The AutoTouch reusable autoinjector should be stored at room temperature. Do not refrigerate the AutoTouch reusable autoinjector.

Enbrel Lyophilized Powder (Used for Weight-based Dosing)

Enbrel (etanercept) for Injection is supplied as lyophilized powder for reconstitution in a multiple-dose vial. Each vial is supplied in a carton containing four dose trays. Each dose tray contains one 25 mg vial of etanercept lyophilized powder, one diluent syringe (1 mL Sterile Bacteriostatic Water for Injection, USP, containing 0.9% benzyl alcohol), one 27-gauge ½-inch needle, one vial adapter, and one plunger. Each carton contains four "Mixing Date:" stickers.
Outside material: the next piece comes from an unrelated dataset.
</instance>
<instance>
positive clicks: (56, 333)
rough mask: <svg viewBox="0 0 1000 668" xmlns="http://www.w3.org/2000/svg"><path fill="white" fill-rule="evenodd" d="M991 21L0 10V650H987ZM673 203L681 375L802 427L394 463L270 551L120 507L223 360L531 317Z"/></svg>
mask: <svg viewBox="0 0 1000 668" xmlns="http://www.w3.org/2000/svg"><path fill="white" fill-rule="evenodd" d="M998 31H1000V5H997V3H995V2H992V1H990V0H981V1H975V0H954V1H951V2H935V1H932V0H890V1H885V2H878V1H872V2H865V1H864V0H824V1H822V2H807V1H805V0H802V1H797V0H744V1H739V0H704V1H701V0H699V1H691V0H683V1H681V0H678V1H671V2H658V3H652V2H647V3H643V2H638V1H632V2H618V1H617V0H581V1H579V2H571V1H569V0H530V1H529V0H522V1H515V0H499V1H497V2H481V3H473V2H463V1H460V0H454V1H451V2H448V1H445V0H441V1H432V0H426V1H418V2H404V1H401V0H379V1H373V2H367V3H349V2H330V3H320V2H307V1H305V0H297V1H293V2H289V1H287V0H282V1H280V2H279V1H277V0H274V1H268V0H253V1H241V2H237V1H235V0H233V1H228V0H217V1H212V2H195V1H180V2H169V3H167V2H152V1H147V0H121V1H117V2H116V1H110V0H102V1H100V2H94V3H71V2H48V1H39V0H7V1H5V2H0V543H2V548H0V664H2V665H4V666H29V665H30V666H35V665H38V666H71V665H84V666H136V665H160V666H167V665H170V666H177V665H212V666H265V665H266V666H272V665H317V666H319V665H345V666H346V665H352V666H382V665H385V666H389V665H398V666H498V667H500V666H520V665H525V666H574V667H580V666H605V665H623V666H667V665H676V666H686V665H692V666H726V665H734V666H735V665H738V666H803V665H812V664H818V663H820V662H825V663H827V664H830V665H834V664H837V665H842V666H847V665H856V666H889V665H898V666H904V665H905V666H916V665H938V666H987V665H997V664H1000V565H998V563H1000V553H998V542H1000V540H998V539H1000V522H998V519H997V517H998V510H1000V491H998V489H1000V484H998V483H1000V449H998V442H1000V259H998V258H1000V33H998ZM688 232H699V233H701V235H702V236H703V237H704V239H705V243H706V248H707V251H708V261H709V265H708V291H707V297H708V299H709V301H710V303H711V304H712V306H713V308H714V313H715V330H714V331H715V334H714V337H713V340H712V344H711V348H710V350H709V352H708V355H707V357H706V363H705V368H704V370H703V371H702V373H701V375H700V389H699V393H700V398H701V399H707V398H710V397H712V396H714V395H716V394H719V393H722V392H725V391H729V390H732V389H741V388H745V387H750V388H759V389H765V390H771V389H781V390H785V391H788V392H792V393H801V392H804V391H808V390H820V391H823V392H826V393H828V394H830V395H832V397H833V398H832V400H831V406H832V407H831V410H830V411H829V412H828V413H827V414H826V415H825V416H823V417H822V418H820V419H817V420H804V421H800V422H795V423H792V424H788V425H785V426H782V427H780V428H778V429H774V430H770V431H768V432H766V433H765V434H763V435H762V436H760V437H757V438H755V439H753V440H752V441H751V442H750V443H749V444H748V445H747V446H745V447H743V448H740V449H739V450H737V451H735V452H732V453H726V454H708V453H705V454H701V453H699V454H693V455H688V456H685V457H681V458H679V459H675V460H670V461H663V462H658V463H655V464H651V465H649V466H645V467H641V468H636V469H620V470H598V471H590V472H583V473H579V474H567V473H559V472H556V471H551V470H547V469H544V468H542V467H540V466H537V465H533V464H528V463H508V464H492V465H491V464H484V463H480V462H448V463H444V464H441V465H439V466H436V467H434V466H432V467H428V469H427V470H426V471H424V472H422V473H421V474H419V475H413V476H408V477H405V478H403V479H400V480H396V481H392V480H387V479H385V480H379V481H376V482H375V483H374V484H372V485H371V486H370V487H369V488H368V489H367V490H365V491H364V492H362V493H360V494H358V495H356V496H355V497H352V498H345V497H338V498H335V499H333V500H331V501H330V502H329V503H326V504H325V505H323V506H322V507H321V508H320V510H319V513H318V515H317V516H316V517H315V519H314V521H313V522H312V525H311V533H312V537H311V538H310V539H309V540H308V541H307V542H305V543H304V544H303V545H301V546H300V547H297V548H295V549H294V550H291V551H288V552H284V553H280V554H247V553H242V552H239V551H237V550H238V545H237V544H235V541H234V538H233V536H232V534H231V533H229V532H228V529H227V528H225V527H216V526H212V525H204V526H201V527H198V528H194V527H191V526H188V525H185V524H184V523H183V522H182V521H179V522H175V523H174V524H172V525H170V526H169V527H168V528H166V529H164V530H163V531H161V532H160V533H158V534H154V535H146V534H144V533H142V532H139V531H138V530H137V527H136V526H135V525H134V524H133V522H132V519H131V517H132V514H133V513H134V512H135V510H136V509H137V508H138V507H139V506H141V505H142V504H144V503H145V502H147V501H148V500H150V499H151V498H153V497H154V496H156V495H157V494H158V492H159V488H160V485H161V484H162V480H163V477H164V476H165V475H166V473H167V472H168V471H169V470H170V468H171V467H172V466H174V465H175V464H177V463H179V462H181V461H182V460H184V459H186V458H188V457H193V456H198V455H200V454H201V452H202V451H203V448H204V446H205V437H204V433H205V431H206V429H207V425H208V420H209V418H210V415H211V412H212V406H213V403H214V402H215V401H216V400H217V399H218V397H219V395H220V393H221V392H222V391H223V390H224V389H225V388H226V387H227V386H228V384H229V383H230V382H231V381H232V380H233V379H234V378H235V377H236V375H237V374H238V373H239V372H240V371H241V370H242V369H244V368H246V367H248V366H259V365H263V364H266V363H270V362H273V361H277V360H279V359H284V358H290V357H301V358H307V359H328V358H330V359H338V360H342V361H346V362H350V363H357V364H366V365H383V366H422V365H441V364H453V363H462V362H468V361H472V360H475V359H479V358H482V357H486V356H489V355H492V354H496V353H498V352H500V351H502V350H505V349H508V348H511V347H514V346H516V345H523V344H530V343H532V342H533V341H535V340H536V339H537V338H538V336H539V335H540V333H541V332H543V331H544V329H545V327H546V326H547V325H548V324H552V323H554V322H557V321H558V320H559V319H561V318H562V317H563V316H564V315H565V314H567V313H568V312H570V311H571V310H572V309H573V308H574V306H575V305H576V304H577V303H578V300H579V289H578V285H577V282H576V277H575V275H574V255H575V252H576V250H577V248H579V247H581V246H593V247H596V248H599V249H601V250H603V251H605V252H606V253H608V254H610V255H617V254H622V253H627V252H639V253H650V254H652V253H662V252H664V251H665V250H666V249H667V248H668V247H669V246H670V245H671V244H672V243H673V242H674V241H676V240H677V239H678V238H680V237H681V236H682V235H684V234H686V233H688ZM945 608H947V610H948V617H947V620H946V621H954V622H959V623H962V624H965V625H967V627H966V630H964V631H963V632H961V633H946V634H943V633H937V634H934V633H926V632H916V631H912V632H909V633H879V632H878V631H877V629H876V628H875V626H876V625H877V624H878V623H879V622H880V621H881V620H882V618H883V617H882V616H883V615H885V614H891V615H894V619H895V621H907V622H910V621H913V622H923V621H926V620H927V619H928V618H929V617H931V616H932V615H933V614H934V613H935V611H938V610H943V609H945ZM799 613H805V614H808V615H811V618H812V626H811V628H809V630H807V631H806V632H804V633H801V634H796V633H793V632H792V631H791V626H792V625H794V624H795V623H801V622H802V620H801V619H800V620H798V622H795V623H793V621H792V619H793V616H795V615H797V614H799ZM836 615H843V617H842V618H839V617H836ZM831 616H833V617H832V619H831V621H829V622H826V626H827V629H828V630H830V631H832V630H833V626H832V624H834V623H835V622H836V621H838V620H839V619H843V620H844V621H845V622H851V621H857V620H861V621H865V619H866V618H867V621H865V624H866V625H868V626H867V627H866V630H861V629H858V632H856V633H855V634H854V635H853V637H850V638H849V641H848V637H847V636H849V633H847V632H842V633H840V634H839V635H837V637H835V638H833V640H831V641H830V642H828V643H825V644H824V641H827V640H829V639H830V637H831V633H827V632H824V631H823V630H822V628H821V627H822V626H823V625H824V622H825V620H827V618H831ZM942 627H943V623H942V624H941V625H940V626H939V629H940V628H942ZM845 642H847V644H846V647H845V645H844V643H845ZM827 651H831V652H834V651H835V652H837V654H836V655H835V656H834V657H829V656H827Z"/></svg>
Enbrel should be refrigerated at 36°F to 46°F (2°C to 8°C) in the original carton to protect from light or physical damage. Do not store Enbrel in extreme heat or cold. DO NOT SHAKE. DO NOT FREEZE.

For convenience, storage of an individual dose tray containing Enbrel multiple-dose vial and diluent syringe at room temperature at 68°F to 77°F (20°C to 25°C) for a maximum single period of 14 days is permissible, with protection from light, sources of heat, and humidity. Once the dose tray has been stored at room temperature, it should not be placed back into the refrigerator. If not used within 14 days at room temperature, the dose tray should be discarded. Once a vial has been reconstituted, the solution must be used immediately or may be refrigerated for up to 14 days.

Do not use Enbrel beyond the expiration date stamped on the dose tray. Keep out of the reach of children.